True Cost of Doing Business

Rob Ray shared insights around how often Managed Service Providers (MSPs) have a lack of understanding when it comes to cost of doing business in the channel, which ultimately hurts the viability of partnership and success. It’s about looking at the complete service delivery cost from an operational point of view, and ensuring you’re charging enough to offset your cost of partnering.

The Four Dysfunctions

Vince Menzione identified “the four dysfunctions” contributing to partnership failures: scarcity mindset, lack of executive commitment, insufficient proactive engagement, and a deficit of trust. These obstacles are critical to address for successful, long-term partnerships.

 


1. Scarcity Mindset

Organizations that believe in a scarcity don’t understand and embrace partnerships, and often times they would build walls around their IP thinking that’s how they will remain competitive. When Microsoft decided to focus on making partnerships a priority, and applied a more open, growth mindset, their stock went from $30 to $429 over a 10 year period.

2. Lack of Executive Commitment 

Not investing to the right level of resources and dollar investments, and lacking executive commitment, often translates directly into these organizations not seeing the value in partnerships.

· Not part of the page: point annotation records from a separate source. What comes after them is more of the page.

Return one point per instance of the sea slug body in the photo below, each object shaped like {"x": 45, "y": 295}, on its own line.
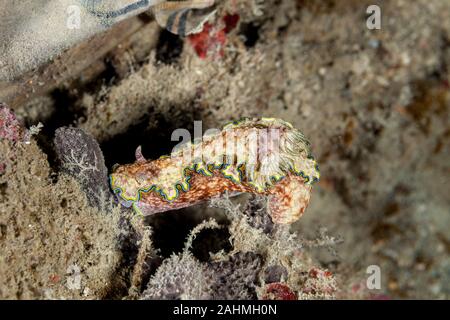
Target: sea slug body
{"x": 261, "y": 156}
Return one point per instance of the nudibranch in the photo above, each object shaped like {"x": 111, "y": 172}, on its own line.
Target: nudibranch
{"x": 262, "y": 156}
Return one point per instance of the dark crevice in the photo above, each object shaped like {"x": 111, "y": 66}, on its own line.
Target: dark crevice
{"x": 250, "y": 31}
{"x": 154, "y": 140}
{"x": 171, "y": 229}
{"x": 169, "y": 47}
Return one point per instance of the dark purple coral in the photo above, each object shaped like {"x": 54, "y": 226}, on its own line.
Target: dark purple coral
{"x": 10, "y": 128}
{"x": 81, "y": 157}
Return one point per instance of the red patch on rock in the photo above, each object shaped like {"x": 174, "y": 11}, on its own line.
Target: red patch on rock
{"x": 211, "y": 39}
{"x": 279, "y": 291}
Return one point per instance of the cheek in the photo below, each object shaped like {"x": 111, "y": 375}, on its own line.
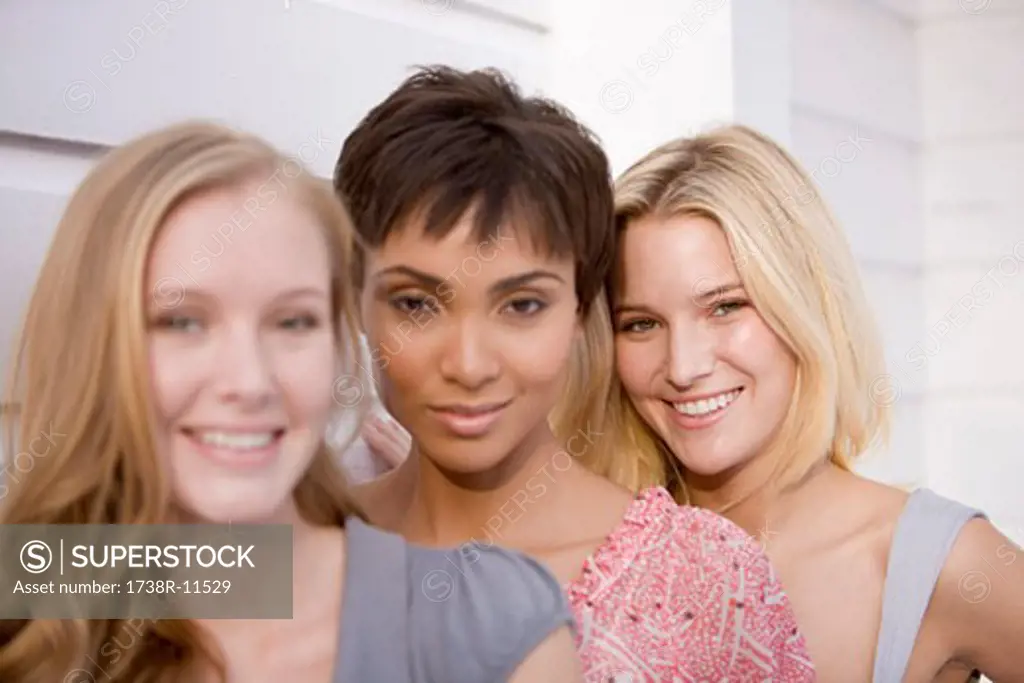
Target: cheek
{"x": 750, "y": 346}
{"x": 637, "y": 365}
{"x": 306, "y": 378}
{"x": 174, "y": 378}
{"x": 542, "y": 354}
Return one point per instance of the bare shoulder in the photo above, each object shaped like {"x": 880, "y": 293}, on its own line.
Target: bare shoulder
{"x": 979, "y": 601}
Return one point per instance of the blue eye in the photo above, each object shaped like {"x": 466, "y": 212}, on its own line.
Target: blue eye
{"x": 178, "y": 324}
{"x": 526, "y": 307}
{"x": 298, "y": 323}
{"x": 638, "y": 326}
{"x": 412, "y": 304}
{"x": 725, "y": 307}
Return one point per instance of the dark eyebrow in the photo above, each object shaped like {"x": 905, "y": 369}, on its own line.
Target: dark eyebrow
{"x": 716, "y": 292}
{"x": 428, "y": 281}
{"x": 624, "y": 308}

3. Insufficient Proactive Engagement 

Often times, businesses are not aggressive enough in pursuing their channel strategy. This is especially true in working with hyperscalers, where organizations expect a role of “partner manager” to do the job for them, and they are not proactive and aggressive enough in their engagement.

4. Deficit of Trust

We talk about trust as being the foundation, the oxygen in the room. Without trust in the relationship, there is no relationship. It’s a transaction. To be successful, you have to get to a level of trust when you lock arms with another organization.

In closing: whether you are a B2B software vendor pursuing channel go-to-market motion actively, or if you are only just considering it, there are heaps of things to consider to ensure you are successful in these partnership and truly see revenue growth from them. Same applies if you are building and running your own marketplace; whether you are a Cloud Service Provider, distributors or an MSP, focusing on the right things will help set you up for success in the world of ecosystems.